Dienstag, 13. Mai 2008

Protokoll zum 17. Seminartag

Datum: 28. April 2008
Fach / Thema: Finanzmanagement / Balanced Scorecard
Dozent: Konrad Gerster

Themenschwerpunkte / Vorgehensweisen:
Die Balanced Scorecard ist ein Instrument zur Überprüfung, Umsetzung und Weiterentwicklung einer Unternehmensstrategie.

Ausgangslage:
-Reines Finanzcontrolling widerspiegelt das Unternehmen nicht ganzheitlich
-die Menschen- abhängige Qualität ist der wesentlichste Teil des Erfolges einer Unternehmung
-für den anhaltenden Erfolg ist Kontinuität wichtiger als die absolute Qualität
-Ziel unserer Anstrengungen ist und bleibt der Gast- auch im Controlling

Deshalb:
Bedarf es nicht nur der Messung absoluter Werte, sondern auch der innern Werte, der so genannten „Soft Factors“

Um eine Balanced Scorecard (BSC) erstellen zu können sind folgende Faktoren zu berücksichtigen:

1. Die Vision
Die Vision dient als Wegweiser in der Unternehmensführung

2. Die Strategie
In der Strategie werden die Leitsätze für das Unternehmen entwickelt, aus welchen die folgenden Teilpolitiken abgeleitet werden

3. Perspektiven/ Teilpolitiken
Finanzen
Gäste
Prozesse
Entwicklung
Mitarbeiter

4. Kritische Erfolgsgrössen (KEF) formulieren
Als nächsten Schritt legen wir für jede Teilpolitik Kritische- Erfolgs- Faktoren (KEF) fest. Dabei sind immer folgende Fragestellungen zu berücksichtigen
Was bringt den Gast?
Was hält den Gast?
Was führt zu optimaler Rentabilität?


5. Kennzahlen
Aus den KEF werden im nächsten Schritt Kennzahlen festgelegt. Dabei ist es wichtig das die Kennzahlen jeweils zu den KEF passen und eine eindeutige, objektiv messbare Aussage ermöglichen.

6. Aktivitäten
Bei den Aktivitäten geht es darum, Massnahmen festzulegen, um die Daten zur Kennzahlen- Gewinnung in den einzelnen Teilpolitiken zu ermöglichen und zu überprüfen. Dabei wird der Zeitliche Rhythmus und die Verantwortliche Stelle bezeichnet.

Weiterentwickeln
Hier geht es darum die Balanced Scorecard zu überprüfen und den neuen Herausforderung des Unternehmens anzupassen und weiterzuentwickeln

Ein paar Tipps zum Erstellen einer Balanced Scorecard:
Eine Balanced Scorecard sollte übersichtlich auf 1-2 Seiten DIN A4 verfügbar sein.
Sie sollte kurzfristige sowie langfristige Ziele Enthalten
Die BSC ist ständiger Begleiter (strategisch wie operativ)
Die BSC muss im Einklang mit allen andern Konzepten, Plänen und Grundlagenpapieren eines Unternehmens stehen
Die BSC kann auch in der Außenkommunikation eingesetzt werden
Wichtig ist die vertikale Kontrolle in der BSC!
Eine BSC muss von unten nach oben erarbeitet werden, das heißt, um die Ziele zu erreichen sollten die Mitarbeiter bei der Ausarbeitung einer BSC mit einbezogen werden.

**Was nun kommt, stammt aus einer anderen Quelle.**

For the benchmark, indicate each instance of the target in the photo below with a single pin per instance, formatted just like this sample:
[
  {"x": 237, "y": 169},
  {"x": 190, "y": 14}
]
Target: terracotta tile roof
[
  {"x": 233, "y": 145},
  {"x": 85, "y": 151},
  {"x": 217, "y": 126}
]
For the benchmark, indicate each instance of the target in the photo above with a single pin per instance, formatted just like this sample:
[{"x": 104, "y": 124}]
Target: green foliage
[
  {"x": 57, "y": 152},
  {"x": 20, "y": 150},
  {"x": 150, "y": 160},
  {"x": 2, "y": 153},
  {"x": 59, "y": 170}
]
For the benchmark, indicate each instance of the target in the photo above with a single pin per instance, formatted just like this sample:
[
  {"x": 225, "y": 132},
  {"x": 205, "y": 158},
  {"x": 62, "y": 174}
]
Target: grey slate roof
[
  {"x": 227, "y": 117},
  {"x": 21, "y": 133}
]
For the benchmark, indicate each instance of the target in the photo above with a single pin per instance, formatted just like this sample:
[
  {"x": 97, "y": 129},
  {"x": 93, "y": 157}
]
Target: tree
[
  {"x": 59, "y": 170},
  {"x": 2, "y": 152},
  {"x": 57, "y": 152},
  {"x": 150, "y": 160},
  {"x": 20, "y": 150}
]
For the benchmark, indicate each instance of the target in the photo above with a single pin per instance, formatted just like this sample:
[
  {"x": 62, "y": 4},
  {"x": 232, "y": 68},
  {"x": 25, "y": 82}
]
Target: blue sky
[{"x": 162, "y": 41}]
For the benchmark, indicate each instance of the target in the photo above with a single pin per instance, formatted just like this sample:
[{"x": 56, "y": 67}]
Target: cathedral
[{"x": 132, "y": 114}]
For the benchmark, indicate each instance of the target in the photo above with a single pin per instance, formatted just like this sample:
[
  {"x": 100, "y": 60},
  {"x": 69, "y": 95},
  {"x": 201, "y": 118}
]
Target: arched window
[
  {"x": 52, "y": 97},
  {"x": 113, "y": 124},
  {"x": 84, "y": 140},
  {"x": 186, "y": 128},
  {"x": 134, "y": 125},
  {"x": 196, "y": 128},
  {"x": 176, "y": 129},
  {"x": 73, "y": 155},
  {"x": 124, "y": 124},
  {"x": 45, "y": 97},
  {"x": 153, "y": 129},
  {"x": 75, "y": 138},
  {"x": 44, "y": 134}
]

Erkenntnisse / Schlussfolgerungen:
Die Balanced Scorecard ist ein Werkzeug um die Unternehmensziele regelmäßig zu überprüfen und dient als Wegweiser in der operativen Unternehmensführung.
Sie eignet sich jedoch nicht um ein „Problembetrieb“ auf ein gesundes Fundament zu stellen, da sie fehlende Visionen und Ressourcen und mangelnde Leitgedanken nicht ersetzen kann.